Standard Media International Inc. said Thursday that it would suspend publication of The Industry Standard, the weekly magazine that has chronicled the dramatic highs and lows of the Internet economy.

The company will continue to publish its Web site,, and will retain a small editorial team while it seeks a buyer. The company likely will file for bankruptcy protection, and most of its 180 employees will lose their jobs.

“This is a very sad day for everybody who has helped make The Industry Standard a great publication,” said Jonathan Weber, the magazine’s editor in chief. “We’re very proud of what we have accomplished, and we’re hopeful that the magazine and the Web site will find a new home.”

The Standard was a victim of many of the same forces that have so damaged the companies it covers.

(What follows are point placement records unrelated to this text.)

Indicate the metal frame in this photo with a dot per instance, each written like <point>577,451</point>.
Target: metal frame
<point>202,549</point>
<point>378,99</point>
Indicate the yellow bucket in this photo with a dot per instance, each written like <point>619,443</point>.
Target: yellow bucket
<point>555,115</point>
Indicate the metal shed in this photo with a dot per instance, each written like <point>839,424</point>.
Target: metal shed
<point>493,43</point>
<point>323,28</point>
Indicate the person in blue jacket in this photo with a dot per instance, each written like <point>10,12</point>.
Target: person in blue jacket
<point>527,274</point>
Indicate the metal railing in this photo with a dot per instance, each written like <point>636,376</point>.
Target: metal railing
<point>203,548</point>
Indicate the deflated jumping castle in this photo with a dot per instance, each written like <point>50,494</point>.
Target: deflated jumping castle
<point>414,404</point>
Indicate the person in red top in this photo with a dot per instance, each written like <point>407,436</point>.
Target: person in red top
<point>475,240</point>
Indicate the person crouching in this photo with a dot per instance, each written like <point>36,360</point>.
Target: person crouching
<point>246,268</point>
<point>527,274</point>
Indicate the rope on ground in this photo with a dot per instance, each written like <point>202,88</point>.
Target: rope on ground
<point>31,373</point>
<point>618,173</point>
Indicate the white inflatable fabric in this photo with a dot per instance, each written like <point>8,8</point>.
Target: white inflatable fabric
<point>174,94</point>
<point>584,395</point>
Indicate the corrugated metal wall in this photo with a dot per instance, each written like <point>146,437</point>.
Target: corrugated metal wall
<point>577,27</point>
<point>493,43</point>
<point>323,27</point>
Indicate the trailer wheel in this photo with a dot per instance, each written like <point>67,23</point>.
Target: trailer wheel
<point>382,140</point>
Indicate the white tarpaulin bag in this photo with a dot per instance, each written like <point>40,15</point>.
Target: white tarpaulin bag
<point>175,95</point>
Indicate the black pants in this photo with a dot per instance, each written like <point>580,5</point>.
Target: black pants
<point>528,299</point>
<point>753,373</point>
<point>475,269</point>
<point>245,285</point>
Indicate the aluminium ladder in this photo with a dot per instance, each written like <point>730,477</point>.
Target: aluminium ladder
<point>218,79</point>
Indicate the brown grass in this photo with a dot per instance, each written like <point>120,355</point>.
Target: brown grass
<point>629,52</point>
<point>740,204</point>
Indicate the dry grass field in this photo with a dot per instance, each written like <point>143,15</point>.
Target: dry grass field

Launched in the spring of 1998, the print magazine grew in leaps and bounds along with interest in the technology-driven economy. In 2000, the magazine set an all-time publishing industry record of 7,558 advertising pages, and the company aggressively expanded its online and conference operations.

The Standard’s journalism was highly regarded, as well. The Web site was nominated for a National Magazine Award in 1998, and this year, senior writer Gary Rivlin won the prestigious Gerald Loeb Award for Distinguished Business and Financial Journalism for his 1999 story “AOL’S Rough Riders.”

The biggest issue of the magazine was more than 300 pages, but recent issues have struggled to reach more than 90 pages. The worldwide pullback in advertising sales that has hurt media properties of all kinds was especially damaging to technology-oriented publications such as The Industry Standard, and revenues fell dramatically.

The Industry Standard remained 19th among all magazines in terms of ad pages for the first half of 2001, according to the Publisher’s Information Bureau, ahead of Barron’s, Newsweek, Martha Stewart Living and Vanity Fair. It was also ahead of competitors Red Herring (41st), Business 2.0 (63rd), Fast Company (89th) and eCompany Now (121st). But The Industry Standard also secured a spot at the top of a less enviable list – for 2001, the magazine was first in loss of ad pages and revenues.

Standard Media had been in financing discussions with its board, including majority owner International Data Group, and had expected to reach an agreement. But when those discussions broke down, it was forced to suspend publication.